Bird Programming Language: Part 3

Dávid Kocsis

4.88/5 (5 votes)

1 Jan 2013GPL35 min read

30.9K

282

A new general purpose language that aims to be fast, high level and simple to use.

Download Bird.zip - 3.8 MB

Articles About Bird

Overview of Bird's Structure
Basic Insight into Code Parsing
- String Handling
- LanguageNode Class and Recognizers
The Code Generator

Overview of Bird's Structure

Expressions are parsed by different recognizers, and the node is passed to the plugins.
Plugins can modify the recognized expression including type managing, constant evaluation
Architectures are for generating code for a platform. Currently the only is x86.
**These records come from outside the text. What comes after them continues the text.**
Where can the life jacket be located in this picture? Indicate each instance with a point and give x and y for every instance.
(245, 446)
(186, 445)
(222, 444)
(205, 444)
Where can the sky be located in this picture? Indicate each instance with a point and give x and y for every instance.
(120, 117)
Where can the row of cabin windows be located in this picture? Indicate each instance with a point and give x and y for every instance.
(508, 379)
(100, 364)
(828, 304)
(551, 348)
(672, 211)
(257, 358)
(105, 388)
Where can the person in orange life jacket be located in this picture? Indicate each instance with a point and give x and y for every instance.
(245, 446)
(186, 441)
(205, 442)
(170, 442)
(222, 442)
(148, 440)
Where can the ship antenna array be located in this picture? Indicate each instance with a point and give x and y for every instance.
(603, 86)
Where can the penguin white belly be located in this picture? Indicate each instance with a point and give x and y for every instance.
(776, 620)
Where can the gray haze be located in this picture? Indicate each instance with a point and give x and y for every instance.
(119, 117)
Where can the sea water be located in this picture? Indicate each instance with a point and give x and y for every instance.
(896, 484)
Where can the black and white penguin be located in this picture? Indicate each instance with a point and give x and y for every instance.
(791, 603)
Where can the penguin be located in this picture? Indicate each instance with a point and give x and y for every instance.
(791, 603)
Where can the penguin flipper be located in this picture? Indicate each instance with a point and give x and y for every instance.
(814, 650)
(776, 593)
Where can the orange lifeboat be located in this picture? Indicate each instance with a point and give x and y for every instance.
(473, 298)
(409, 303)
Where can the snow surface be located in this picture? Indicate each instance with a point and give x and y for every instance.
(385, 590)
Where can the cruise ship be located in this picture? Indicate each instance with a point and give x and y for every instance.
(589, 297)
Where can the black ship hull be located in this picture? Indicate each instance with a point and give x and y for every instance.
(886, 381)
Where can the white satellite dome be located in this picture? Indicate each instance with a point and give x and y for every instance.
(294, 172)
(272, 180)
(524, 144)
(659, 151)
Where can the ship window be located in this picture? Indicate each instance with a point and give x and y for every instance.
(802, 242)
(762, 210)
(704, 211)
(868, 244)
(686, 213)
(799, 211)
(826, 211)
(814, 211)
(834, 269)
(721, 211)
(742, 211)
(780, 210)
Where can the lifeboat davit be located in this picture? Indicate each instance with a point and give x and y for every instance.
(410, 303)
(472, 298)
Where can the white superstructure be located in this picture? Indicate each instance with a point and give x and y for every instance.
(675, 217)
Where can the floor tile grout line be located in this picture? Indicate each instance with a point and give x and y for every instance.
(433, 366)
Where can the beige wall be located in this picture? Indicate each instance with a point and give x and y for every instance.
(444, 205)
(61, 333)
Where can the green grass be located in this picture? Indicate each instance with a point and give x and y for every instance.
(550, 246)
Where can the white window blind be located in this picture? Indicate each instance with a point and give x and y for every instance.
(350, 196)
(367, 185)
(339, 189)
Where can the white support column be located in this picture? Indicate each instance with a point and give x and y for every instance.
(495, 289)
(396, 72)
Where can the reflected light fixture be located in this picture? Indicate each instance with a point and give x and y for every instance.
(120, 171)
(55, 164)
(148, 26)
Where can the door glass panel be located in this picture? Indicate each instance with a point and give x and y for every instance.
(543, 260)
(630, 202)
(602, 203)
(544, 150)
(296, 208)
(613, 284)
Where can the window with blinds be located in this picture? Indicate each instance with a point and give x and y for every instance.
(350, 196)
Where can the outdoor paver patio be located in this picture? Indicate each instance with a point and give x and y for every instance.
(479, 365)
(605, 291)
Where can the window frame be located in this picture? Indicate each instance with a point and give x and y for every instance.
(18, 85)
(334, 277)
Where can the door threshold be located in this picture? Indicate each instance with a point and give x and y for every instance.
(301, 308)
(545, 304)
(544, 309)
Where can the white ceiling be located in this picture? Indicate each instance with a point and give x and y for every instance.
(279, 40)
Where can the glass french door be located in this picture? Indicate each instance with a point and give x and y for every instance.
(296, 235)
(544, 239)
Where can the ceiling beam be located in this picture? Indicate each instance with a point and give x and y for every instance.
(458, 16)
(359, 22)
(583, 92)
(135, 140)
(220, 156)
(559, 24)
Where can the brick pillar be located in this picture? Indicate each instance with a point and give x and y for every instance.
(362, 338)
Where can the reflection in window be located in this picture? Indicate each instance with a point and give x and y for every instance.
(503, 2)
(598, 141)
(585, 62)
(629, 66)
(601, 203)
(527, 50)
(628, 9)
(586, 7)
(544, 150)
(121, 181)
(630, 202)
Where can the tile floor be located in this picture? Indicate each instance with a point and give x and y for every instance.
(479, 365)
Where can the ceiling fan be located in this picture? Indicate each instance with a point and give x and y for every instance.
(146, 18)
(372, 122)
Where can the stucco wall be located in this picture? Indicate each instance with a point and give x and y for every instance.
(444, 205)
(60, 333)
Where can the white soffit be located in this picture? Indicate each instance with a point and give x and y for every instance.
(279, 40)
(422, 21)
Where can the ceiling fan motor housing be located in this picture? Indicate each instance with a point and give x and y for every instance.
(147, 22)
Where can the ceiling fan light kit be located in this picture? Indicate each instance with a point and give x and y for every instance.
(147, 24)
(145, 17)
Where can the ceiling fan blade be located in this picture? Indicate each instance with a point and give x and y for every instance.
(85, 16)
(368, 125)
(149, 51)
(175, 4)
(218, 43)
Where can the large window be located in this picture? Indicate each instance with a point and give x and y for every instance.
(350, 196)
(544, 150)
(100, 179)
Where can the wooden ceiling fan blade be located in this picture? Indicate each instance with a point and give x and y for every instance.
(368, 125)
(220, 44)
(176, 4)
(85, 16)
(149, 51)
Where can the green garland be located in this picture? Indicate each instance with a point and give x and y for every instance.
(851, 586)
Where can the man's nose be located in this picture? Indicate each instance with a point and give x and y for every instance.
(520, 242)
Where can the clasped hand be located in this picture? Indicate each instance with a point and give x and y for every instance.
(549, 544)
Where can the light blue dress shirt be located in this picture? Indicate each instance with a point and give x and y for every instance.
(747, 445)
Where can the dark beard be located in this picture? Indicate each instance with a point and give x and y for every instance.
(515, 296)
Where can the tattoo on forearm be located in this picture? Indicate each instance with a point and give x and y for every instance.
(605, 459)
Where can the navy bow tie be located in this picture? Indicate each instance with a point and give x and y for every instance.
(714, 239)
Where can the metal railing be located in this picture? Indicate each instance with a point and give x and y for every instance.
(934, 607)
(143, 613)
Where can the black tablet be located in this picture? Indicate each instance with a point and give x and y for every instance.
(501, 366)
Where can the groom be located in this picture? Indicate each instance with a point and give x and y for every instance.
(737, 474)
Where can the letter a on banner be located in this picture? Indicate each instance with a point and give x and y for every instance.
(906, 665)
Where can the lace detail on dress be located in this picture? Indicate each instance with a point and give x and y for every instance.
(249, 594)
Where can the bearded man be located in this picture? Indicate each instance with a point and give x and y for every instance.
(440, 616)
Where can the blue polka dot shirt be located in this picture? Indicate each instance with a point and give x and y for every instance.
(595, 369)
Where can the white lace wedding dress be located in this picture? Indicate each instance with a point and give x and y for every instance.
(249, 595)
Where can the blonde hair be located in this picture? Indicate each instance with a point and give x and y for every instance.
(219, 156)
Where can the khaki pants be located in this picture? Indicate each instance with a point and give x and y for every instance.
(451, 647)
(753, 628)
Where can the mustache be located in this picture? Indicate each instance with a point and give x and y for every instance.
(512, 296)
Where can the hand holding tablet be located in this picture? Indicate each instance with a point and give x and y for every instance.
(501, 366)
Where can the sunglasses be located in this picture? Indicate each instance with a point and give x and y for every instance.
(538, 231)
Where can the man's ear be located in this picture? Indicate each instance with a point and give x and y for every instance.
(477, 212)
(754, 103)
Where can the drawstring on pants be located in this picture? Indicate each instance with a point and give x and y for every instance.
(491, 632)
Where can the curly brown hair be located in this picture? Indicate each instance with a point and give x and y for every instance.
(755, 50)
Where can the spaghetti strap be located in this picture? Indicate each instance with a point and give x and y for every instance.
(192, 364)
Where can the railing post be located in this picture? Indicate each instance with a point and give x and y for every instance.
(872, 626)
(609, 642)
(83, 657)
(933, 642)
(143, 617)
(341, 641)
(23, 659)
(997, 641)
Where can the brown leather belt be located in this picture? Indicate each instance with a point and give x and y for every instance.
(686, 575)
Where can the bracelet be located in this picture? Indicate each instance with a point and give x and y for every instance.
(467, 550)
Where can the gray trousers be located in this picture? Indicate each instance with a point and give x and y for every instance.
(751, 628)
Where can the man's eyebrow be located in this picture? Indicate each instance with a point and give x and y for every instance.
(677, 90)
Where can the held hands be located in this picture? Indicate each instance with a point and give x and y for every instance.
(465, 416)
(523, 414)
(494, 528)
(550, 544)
Basic Insight into Code Parsing

The language consists of recognizers, and supporting new languages can be done by replacing recognizers. The functions, types, variables will be available between Bird and the new languages. I don't use parser generators, because I think using other software could prevent from implementing some of the functionalities or I would have to do things in a different way.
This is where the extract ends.